Entering a new phase in life can be confusing and unsettling. A bold home re-organising project can give your life and ambitions a new direction.
When the kids move out (and leave their stuff at home)
In the past, Sue was an ‘all-time organiser’: she ran a busy household, managed the family life (three daughters), and also looked after the paperwork of her husband’s small business.
This phase of her life ended when her daughters moved out after finishing school – and left behind three empty rooms in their parents’ house.
However, those ‘empty’ rooms actually were the opposite of empty: posters on the walls, overflowing bookshelves, the wardrobes full of teenager clothes, and the floors covered with plastic containers of toys, music boxes, and tennis rackets and much other stuff.
Becoming an ‘empty nester’ definitely hadn’t been an enjoyable experience for Sue – the fact that there no longer was anyone around she had to take care of, had turned her life upside down. She felt she no longer had a purpose, or mission, and that her life lacked direction.
Recently, Sue had become a grandmother, and that, somehow, had opened her mind up to new opportunities. She now accepted the fact that her daughters had moved out, that they had their own lives and families and would never come back.
She had to (and could!) concentrate on herself and her interests now.
Sue decided she was ready to move on and she booked some coaching sessions with me to help her find out where she wanted to go.
At our first appointment, we took a tour of the house and Sue presented what she thought was her main problem: What should she do with the stuff in the former kids’ rooms? And how could they, she and her husband, make use of those rooms in the future?
Her daughters had decided they didn’t want to take any of the stuff – a very easy solution for them, I found. But it made it finally easier for Sue to make bold decisions.
When we were talking about her home-reorganising project, Sue realised that she felt angry about the mess the girls had left for her to take care of, and that this anger intensified her motivation to get things sorted out.
She ordered a skip bin and organised some boxes to collect the stuff she wanted to donate.

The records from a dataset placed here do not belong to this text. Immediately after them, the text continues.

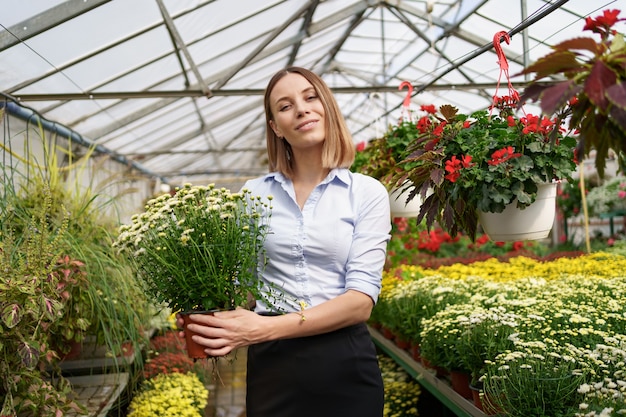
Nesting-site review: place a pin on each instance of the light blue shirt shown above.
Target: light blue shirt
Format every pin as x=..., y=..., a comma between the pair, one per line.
x=338, y=241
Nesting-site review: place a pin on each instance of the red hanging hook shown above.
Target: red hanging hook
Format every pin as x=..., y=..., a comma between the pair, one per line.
x=504, y=67
x=407, y=99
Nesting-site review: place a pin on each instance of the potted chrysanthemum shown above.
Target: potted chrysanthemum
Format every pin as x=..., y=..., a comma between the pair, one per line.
x=465, y=165
x=198, y=250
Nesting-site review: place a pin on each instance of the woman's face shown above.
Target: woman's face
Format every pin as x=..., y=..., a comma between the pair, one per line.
x=298, y=114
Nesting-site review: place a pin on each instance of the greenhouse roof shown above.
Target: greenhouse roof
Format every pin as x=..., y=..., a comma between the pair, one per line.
x=174, y=88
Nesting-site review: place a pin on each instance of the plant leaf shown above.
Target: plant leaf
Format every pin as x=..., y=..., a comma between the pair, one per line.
x=11, y=315
x=553, y=63
x=599, y=80
x=588, y=44
x=555, y=97
x=29, y=355
x=616, y=94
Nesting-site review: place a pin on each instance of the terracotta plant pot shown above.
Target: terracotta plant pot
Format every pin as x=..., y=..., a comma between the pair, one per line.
x=194, y=350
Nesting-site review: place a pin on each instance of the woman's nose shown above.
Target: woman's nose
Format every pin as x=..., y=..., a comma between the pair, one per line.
x=302, y=109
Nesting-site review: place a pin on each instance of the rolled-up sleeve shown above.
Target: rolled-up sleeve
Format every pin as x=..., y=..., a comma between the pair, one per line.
x=368, y=250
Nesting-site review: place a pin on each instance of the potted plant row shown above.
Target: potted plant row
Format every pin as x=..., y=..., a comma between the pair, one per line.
x=535, y=342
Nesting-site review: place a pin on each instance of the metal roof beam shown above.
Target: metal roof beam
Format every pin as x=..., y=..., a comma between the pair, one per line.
x=43, y=21
x=169, y=94
x=308, y=18
x=273, y=35
x=180, y=45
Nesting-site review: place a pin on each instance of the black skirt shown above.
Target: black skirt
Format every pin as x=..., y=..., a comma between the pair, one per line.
x=334, y=374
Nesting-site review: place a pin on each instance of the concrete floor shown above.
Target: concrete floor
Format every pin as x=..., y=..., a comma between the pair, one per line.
x=227, y=392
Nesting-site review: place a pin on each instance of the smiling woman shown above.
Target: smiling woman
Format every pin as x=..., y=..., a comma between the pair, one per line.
x=325, y=249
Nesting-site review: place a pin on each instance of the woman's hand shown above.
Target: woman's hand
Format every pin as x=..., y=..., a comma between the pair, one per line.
x=224, y=331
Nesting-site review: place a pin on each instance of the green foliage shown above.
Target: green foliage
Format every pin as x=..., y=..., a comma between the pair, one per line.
x=461, y=164
x=198, y=249
x=401, y=390
x=382, y=157
x=32, y=302
x=592, y=94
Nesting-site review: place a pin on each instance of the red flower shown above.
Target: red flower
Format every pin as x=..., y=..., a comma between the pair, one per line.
x=423, y=124
x=511, y=121
x=503, y=155
x=439, y=129
x=454, y=165
x=428, y=108
x=602, y=24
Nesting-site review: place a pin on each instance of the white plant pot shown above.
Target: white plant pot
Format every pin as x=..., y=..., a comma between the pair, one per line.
x=398, y=205
x=532, y=223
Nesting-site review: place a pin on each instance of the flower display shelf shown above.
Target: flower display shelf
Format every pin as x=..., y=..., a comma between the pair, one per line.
x=98, y=393
x=94, y=359
x=438, y=387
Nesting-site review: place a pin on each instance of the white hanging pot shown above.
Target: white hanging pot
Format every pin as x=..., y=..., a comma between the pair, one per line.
x=532, y=223
x=399, y=206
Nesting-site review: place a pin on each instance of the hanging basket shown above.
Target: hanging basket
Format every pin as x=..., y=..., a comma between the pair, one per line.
x=398, y=205
x=532, y=223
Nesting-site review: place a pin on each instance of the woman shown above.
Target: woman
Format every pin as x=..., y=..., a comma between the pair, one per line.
x=310, y=353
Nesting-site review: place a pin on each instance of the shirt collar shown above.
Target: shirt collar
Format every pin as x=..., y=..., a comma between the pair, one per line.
x=339, y=174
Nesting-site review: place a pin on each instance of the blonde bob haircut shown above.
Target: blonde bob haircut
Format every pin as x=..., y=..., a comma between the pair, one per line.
x=338, y=149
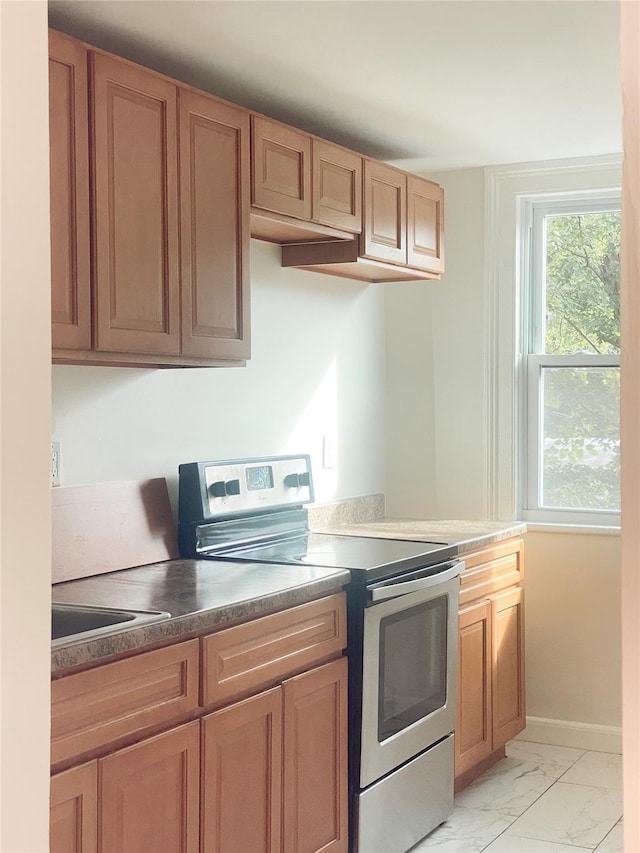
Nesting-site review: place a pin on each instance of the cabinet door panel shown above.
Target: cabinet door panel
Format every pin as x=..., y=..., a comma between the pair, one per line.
x=315, y=760
x=73, y=826
x=150, y=794
x=385, y=213
x=69, y=187
x=281, y=168
x=214, y=182
x=242, y=754
x=337, y=186
x=425, y=225
x=508, y=676
x=136, y=196
x=473, y=736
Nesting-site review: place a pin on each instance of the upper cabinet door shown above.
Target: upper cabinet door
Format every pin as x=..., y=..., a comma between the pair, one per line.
x=337, y=186
x=425, y=221
x=281, y=168
x=384, y=236
x=69, y=182
x=136, y=218
x=214, y=210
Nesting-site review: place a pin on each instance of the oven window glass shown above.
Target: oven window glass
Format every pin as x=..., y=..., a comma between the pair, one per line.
x=413, y=665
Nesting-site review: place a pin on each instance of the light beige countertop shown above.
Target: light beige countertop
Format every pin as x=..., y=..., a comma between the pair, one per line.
x=467, y=535
x=199, y=595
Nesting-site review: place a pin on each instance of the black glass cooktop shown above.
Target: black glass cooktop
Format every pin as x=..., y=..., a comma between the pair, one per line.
x=360, y=554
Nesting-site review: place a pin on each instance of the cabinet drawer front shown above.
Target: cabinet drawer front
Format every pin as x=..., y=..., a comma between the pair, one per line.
x=102, y=705
x=248, y=657
x=492, y=569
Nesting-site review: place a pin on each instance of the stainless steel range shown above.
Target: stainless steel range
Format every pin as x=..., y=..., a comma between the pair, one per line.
x=402, y=635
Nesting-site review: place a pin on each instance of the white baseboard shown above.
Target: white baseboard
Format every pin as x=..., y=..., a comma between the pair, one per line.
x=578, y=735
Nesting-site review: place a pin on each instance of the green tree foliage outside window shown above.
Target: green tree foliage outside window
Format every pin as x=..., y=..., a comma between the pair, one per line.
x=581, y=423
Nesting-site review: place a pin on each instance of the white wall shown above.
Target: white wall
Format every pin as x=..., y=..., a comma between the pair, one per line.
x=446, y=355
x=317, y=368
x=435, y=371
x=25, y=542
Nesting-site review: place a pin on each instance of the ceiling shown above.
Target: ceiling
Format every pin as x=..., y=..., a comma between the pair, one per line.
x=426, y=84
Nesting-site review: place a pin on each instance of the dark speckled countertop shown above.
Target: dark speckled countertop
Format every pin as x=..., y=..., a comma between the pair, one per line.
x=199, y=594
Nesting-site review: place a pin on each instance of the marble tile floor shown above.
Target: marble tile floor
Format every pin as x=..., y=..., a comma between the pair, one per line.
x=539, y=799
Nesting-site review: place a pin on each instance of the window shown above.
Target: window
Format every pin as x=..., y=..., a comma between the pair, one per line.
x=571, y=432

We got started and she was able to make a series of quick decisions (she was still angry). It took us only one day to create three ‘truly empty nests’.
When I left that evening, Sue said she would call me as soon as she had made a decision about the future use of the three rooms.
I didn’t hear from her for some weeks.
Then Sue called. She was very excited because she had made some bigger decisions and wanted my help to realise them.
How an ’empty nest’ can make space for new developments
One decision was to use one of the rooms as a guest room for her daughters and as a playroom for her grandchildren. She wanted to have a dedicated place for them, so she would be ready prepared whenever the kids came to visit during the school holidays.
Sue’s second big decision was to use the other two – now also empty – rooms for – her new business! She wanted to open a sewing school in her home, offering sewing classes for beginners.
Sue had loved sewing all her life. She hadn’t done much sewing during the past 20 years but now she’d started again and she enjoyed creating unique clothes for herself and her friends. And her friends actually had brought up the business idea.
It was not difficult for Sue to make the decision to start her own business. She had the space she needed – two empty rooms in her home. And she had made space in her mind because all the decluttering and rearranging of physical stuff had helped clear up her thoughts about herself and her future as well.
We didn’t need much time to create a detailed action plan for Sue. And it took her only two weeks to organise the two rooms around her business needs. She added some furniture – and 5 sewing machines for her future students! – in the new sewing training room and a desk in her new home office.
She now has all she needs to become a successful business woman – the space and the equipment and the courage, determination, and confidence.
And, as an empty nester, she has the time and energy to make things – her things! – happen.